My hometown?  Like many of us I guess I can claim more than one –  born in Charleston, SC but bred in the Bronx with idyllic summers spent at our family-run hotel in the Catskills.  (See My Heart Remembers My Grandmother’s Hotel,  The TroubadourHotel KittensThe Cat and the Forshpeiz, and My Game Mother)

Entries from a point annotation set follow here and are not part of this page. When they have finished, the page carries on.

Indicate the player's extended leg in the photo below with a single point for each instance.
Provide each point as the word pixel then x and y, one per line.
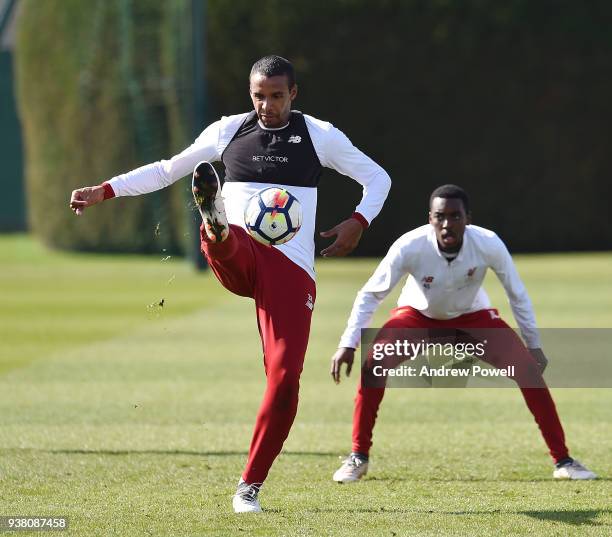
pixel 284 296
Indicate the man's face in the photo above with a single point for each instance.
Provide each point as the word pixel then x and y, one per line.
pixel 272 99
pixel 448 217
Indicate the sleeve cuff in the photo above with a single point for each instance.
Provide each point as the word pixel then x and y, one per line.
pixel 108 191
pixel 361 219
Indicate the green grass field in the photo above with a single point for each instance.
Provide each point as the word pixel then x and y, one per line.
pixel 136 421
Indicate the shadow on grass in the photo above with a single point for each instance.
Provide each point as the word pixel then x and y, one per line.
pixel 576 518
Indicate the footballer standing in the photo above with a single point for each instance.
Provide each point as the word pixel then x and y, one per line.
pixel 271 146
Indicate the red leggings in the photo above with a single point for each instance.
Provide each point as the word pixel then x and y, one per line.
pixel 537 395
pixel 284 297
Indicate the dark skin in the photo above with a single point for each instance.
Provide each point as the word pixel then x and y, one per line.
pixel 449 219
pixel 272 98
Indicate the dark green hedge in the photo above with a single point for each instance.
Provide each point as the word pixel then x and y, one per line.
pixel 509 99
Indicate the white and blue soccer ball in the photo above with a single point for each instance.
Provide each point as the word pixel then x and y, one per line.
pixel 273 216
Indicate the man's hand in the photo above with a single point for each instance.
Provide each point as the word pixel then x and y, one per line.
pixel 86 197
pixel 347 235
pixel 344 355
pixel 538 356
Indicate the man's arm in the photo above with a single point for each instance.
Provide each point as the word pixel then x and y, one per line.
pixel 153 176
pixel 336 151
pixel 522 309
pixel 390 270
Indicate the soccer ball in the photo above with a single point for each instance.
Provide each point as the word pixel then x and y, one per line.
pixel 273 216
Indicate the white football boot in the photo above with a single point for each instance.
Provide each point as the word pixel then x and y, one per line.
pixel 245 500
pixel 206 189
pixel 353 469
pixel 573 470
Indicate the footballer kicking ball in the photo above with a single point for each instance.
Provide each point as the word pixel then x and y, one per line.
pixel 273 216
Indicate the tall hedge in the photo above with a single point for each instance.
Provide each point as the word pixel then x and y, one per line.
pixel 509 99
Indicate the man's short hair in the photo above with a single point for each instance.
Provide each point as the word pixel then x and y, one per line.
pixel 274 65
pixel 451 192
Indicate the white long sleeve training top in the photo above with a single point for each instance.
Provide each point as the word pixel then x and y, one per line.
pixel 439 289
pixel 332 147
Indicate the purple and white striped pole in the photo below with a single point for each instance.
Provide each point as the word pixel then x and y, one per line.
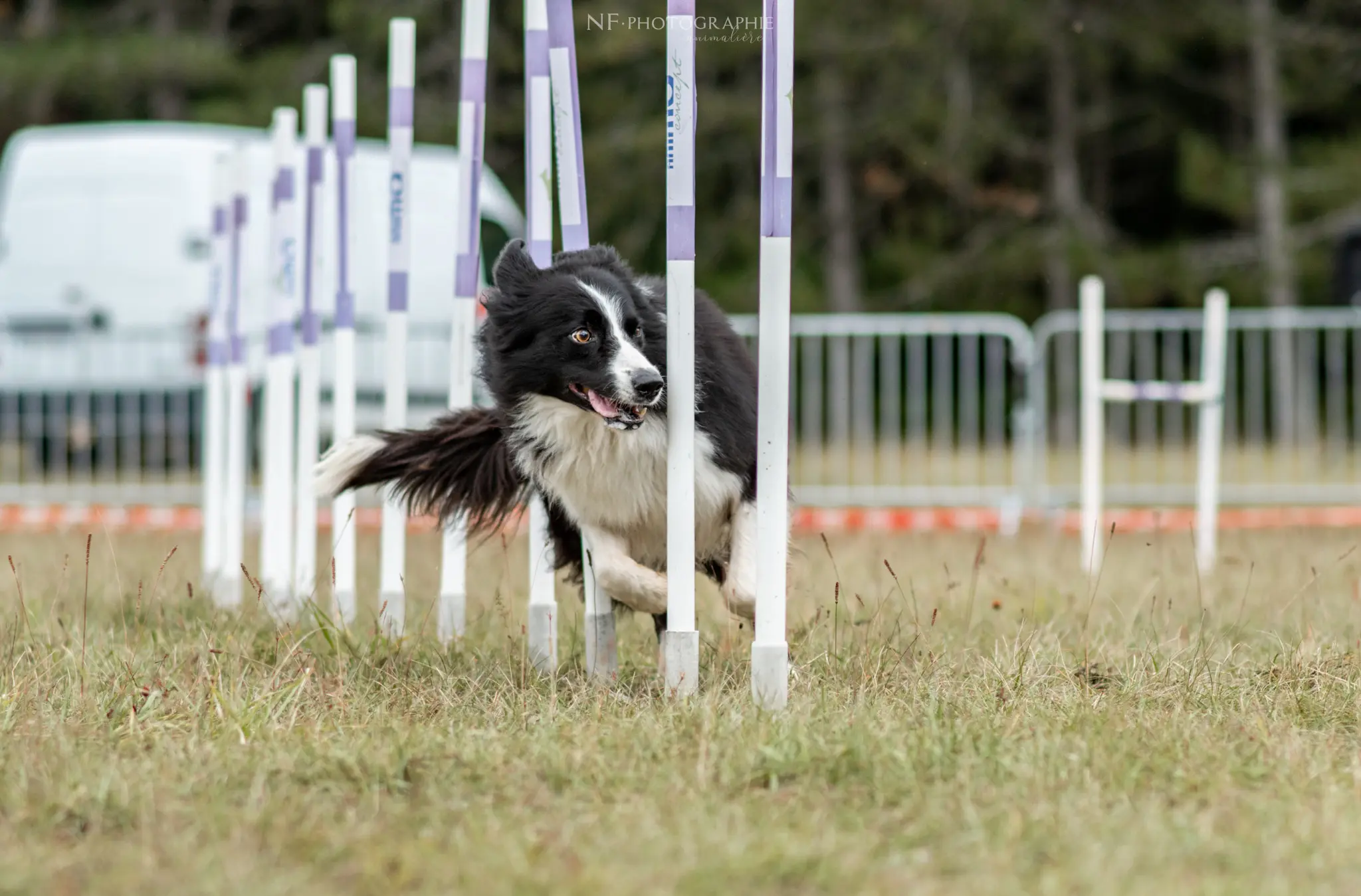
pixel 402 67
pixel 315 98
pixel 342 509
pixel 276 490
pixel 235 494
pixel 681 644
pixel 538 200
pixel 215 379
pixel 566 119
pixel 472 96
pixel 770 650
pixel 602 649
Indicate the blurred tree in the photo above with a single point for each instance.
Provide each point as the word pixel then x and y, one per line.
pixel 950 154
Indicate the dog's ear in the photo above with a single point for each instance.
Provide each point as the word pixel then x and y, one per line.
pixel 515 270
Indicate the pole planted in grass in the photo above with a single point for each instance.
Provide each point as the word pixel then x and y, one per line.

Then after grad school a year upstate.  (See Shuffling Off to Buffalo and My Snowy Year in Buffalo,

Then back down for several years in New Rochelle,  NY,  and then a fabulous year in foggy Londontown.  (See Laundry Day in London, Kinky BootsIntro to Cookery and Valentine’s Day in Foggytown)

Then to Manhattan and the same upper eastside apartment for the past 45 years.  (See (The Lion, The Witch, and) The Wardrobe,  Stay-at-Home Mom, and Moving Day Blues)

And for the past decade or so,  weekends in Torrington,  CT in the Berkshire foothills.  (See Sheltering in Place,  Bike TrailPickled, Country Living, and Wisdom in the Weeds)

All of them places I’ve been happy to hang my hat –  here’s a bit more about two of them.

I first heard the Kenny Loggins lyric Celebrate Me Home at a Lifespring retreat my husband and I attended many years ago.   Part of the human potential movement,  Lifespring was,  as I remember,  a kinder and gentler offshoot of Werner Erhard’s California-based program known as EST.

After that first Lifespring weekend we went back to take what was known as “the advanced course”.   Although our son told his friends we had joined a cult,  those weekends didn’t change our lives as promised.  Yet they did make me think about the meaning of home.

I was born in South Carolina where my father was stationed during World War II.  He was an Army doctor and shipped out from the Charleston port of embarkation,  escorting soldiers to the European and African theaters of war.  Then he’d return with the wounded,  treating them on shipboard,  and bringing back the dead for burial.

Like many WWII vets,  my dad didn’t talk much about his war-time experiences,  and my parents seemed to lose touch with most of their Army friends.   And although they often spoke about going back to Charleston to visit,  they never did.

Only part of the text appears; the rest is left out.